The survey also uncovered common misconceptions about sustainable forestry that will be addressed by the new campaign. Many Michigan residents were not aware of key topics central to forest management, including:
- Active management is essential to responsible environmental stewardship. Forests are much healthier when dedicated people following sound science-based management plans actively manage them. The DNR follows the rules to make sure the right amount of trees are cut to balance the needs of people and wildlife.
- Michigan will not run out of forests. Trees are a renewable resource. In fact, Michigan’s forests are growing considerably faster than they are being cut – each year 2.7 times more wood is grown than harvested.
- Michigan has strong rules in place protecting our forests. Since 2005, the Michigan DNR has been certified by independent, third-party review of on-the-ground forest practices that ensure our forests are well-managed. This rigorous certification system means you can trust that the products you purchase have been manufactured responsibly.
The long-term health of forests sometimes requires cutting. The notion that “cutting down trees is bad” is not accurate.
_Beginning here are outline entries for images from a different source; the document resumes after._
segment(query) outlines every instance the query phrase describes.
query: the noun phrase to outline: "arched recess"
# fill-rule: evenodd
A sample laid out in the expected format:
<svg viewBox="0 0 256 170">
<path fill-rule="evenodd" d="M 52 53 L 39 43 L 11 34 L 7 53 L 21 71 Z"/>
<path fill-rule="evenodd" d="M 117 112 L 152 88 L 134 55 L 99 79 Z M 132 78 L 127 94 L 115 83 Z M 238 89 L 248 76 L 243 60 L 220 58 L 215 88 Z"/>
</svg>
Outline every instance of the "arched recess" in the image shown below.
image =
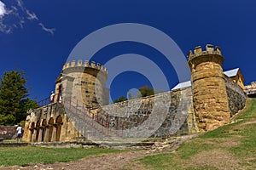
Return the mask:
<svg viewBox="0 0 256 170">
<path fill-rule="evenodd" d="M 45 137 L 46 125 L 47 125 L 47 121 L 46 121 L 46 119 L 44 119 L 42 121 L 43 132 L 42 132 L 42 140 L 41 140 L 43 142 L 44 142 L 44 137 Z"/>
<path fill-rule="evenodd" d="M 32 135 L 33 135 L 33 133 L 34 133 L 34 128 L 35 128 L 35 122 L 32 122 L 31 123 L 31 126 L 30 126 L 30 128 L 29 128 L 29 130 L 31 131 L 31 133 L 30 133 L 31 135 L 29 137 L 29 141 L 30 142 L 32 142 Z"/>
<path fill-rule="evenodd" d="M 40 121 L 38 121 L 37 122 L 37 136 L 36 136 L 36 141 L 38 142 L 38 137 L 39 137 L 39 130 L 40 130 Z"/>
<path fill-rule="evenodd" d="M 61 132 L 61 125 L 62 125 L 62 117 L 58 116 L 55 121 L 56 124 L 56 141 L 60 141 Z"/>
<path fill-rule="evenodd" d="M 51 137 L 52 137 L 52 132 L 53 132 L 53 125 L 54 125 L 54 119 L 52 117 L 50 117 L 49 119 L 49 122 L 48 122 L 48 124 L 49 124 L 49 142 L 51 142 Z"/>
</svg>

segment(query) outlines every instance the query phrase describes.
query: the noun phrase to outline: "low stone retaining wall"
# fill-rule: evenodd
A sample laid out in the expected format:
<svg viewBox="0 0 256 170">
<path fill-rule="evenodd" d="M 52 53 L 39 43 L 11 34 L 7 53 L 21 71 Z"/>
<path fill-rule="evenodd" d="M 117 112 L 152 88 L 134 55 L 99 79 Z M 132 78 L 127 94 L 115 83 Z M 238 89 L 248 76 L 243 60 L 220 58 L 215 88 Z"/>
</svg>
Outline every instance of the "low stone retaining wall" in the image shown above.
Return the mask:
<svg viewBox="0 0 256 170">
<path fill-rule="evenodd" d="M 16 127 L 0 126 L 0 139 L 14 139 L 16 138 Z"/>
</svg>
Cutting trees prevents the spread of disease and insects, allows new trees and plants to grow, creates better and diverse habitat and forage for wildlife, maintains safe recreation areas and provides wood for many of the products we use every day.
The video series – which uses a blend of traditional stop-motion and digital filmmaking – was created using paper made from Michigan trees. The paper was produced by French Paper Co. – a sixth-generation, family-owned paper mill located in Niles, Michigan.
The spots will air on social media platforms and traditional public and commercial broadcasting outlets in metro Detroit. Or watch them at www.michigan.gov/ForestsForALifetime, where you can also learn more about sustainable forestry management in Michigan.
“Careful management is critical to ensuring sustainable forests, whether they’re in the heart of Detroit or in the heart of the Upper Peninsula,” Begalle said. “That’s why we work so hard to keep our forests strong and abundant.”